History and Geology
There had been interest in building a dam in the eastern Snake River Plain for many years, to control spring runoff and provide a more constant water supply in the summer. The area had suffered a severe drought in 1961, followed by serious flooding in 1962. The Bureau of Reclamation proposed the Teton Dam in 1963, and Congress passed without opposition an authorizing bill the following year. The planned dam was to be an earthen structure 310 feet high and 0.6 miles long which would create a reservoir 17 miles long. The impounded water would be used to generate hydroelectric power. An environmental impact statement was issued for the dam in 1971, but it did not raise the possibility of a collapse.
The primary contractor for the dam was Morrison-Knudsen Co. of Boise, assisted by Peter Kiewet Sons Co. of Omaha, Nebraska.

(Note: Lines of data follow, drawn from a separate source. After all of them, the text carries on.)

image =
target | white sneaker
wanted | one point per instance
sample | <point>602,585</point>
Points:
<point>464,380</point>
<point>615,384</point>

The $39 million contract was awarded in December 1971 and work began in 1972.
The eastern Snake River Plain is almost entirely underlain by basalt erupted from large shield volcanos on top of rhyolitic ash-flow tuff and ignimbrites. The tuff, a late-Cenozoic volcanic rock dates to about 1.9 million years. The dam site is composed of basalt and rhyolite, both of which are considered unsuitable for dam construction because of their high permeability. This was confirmed by long term pump-in tests at rates of 165 to 460 gallons per minute. Test cores, drilled by engineers and geologists employed by the Bureau of Reclamation, showed that the rock at the dam site is highly fissured and unstable, particularly on the right side of the canyon. The widest fissures were determined to be 1.7 inches wide. The Bureau planned to seal these fissures by injecting grout into the rock under high pressure to create a grout curtain in the rock.

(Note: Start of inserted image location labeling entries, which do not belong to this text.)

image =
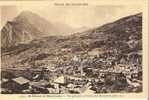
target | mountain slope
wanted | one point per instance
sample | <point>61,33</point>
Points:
<point>123,36</point>
<point>26,27</point>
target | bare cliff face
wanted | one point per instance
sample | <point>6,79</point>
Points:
<point>124,35</point>
<point>26,27</point>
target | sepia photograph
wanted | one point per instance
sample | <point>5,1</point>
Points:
<point>71,50</point>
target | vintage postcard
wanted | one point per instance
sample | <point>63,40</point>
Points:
<point>74,49</point>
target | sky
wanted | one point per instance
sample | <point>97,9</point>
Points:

In addition, an investigation of the area by geologist of the United States Geological Survey indicated that it was seismically active: five earthquakes had occurred within 30 miles of the dam site in the previous five years, two of which had been of significant magnitude. This information was provided to the Bureau of Reclamation in a memorandum, but the geologists' concerns were considerably watered down in the six-month re-drafting process before the USGS sent the final version of the memo to the BOR in July 1973.
In 1973, when the dam was only half-built, but almost $5 million had already been spent on the project, large open fissures were encountered during excavation of the key trench near the right end of the dam, about 700 feet from the canyon wall. The two largest, near-vertical fissures trend generally east-west and extend more than 100 feet below the bottom of the key trench. Some of the fissures are lined by calcite, and rubble fills some of them. Several voids, as much as 6 inches wide, were encountered 60-85 feet below the ground surface beyond the right end of the dam and grout curtain. The largest fissures were actually enterable caves. One of them was eleven feet wide and a hunded feet long. Another one was nine feet wide in places and 190 feet long. These were not grouted because they were beyond the keyway trench and beyond the area where the Bureau had decided grouting was required. This necessitated using twice as much grouting as had been originally anticipated – 118,000 linear feet were used in total. Later, the report of a committee of the House of Representatives which investigated the dam's collapse felt that the discovery of the caves should have been sufficient for the Bureau of Reclamation to doubt its ability to fill them in with grout, but this did not happen: the Bureau continued to insist, even after the dam had failed, that the grouting was appropriate.